In the spirit of technology-spanning, you can play with bits of the Stern letter forms at a site called Typeisart, which uses interactive Flash to let you create your own collage out of elements of the typeface. Watch out – it’s addictive.

The work of Chris Stern

Published

If you’re in Seattle this Thursday, don’t miss the opening of an exhibit of brilliantly creative letterpress printing by the late Chris Stern, at the Design Commission (121 Prefontaine Place S., near 4th & Yesler).

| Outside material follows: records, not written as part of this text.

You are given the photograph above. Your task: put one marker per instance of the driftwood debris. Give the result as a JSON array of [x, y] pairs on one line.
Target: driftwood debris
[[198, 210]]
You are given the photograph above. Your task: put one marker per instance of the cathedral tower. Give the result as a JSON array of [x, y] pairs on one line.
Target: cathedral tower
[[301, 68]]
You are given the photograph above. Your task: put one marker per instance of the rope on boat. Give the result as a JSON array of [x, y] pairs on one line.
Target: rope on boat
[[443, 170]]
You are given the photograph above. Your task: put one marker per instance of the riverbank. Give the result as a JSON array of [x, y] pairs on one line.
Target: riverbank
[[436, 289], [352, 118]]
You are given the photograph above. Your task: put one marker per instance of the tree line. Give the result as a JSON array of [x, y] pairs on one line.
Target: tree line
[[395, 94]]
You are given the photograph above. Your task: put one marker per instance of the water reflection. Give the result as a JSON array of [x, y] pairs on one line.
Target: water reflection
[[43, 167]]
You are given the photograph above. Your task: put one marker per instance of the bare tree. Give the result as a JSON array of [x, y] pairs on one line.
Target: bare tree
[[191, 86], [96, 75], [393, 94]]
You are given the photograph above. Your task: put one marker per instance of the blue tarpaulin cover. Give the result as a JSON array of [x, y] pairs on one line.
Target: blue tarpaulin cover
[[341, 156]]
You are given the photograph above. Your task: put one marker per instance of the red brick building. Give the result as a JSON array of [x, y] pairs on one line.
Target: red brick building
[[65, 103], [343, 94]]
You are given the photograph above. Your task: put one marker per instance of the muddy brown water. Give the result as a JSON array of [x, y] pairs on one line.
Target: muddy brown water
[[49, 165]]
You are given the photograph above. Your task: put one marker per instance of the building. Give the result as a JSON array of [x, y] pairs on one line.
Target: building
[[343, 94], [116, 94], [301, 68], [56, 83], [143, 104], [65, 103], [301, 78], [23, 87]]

Chris and his wife and partner, Jules Remedios Faye, formed Stern & Faye, Letterpress Printers, and founded their “printing farm” in the Skagit Valley north of Seattle. Each of them was a fine, and unusual, printer and artist before they met, and their work together has been amazing. When Chris died of cancer a year and a half ago, many of us lost a friend and we all lost an original talent.

The exhibit is in several parts: in addition to Chris’s printed work, there will be photos and artifacts from the printing farm, and prints produced by friends, colleagues, and students of Chris and Jules’s, inspired by their work. Much of this will be for sale, to benefit Jules and help pay off Chris’s outstanding medical bills.

The opening runs from 5 to 10 p.m. (this is “First Thursday,” Seattle’s monthly arts walk in Pioneer Square). If you can’t make the opening, the exhibit will be accessible during business hours at the Design Commission for the rest of the month.

Yes, the exhibit includes a copy of the magnificent volume that Chris created from my little story “Roman Seattle.”

Update June 6:

I’ve posted a few photos from last night’s opening.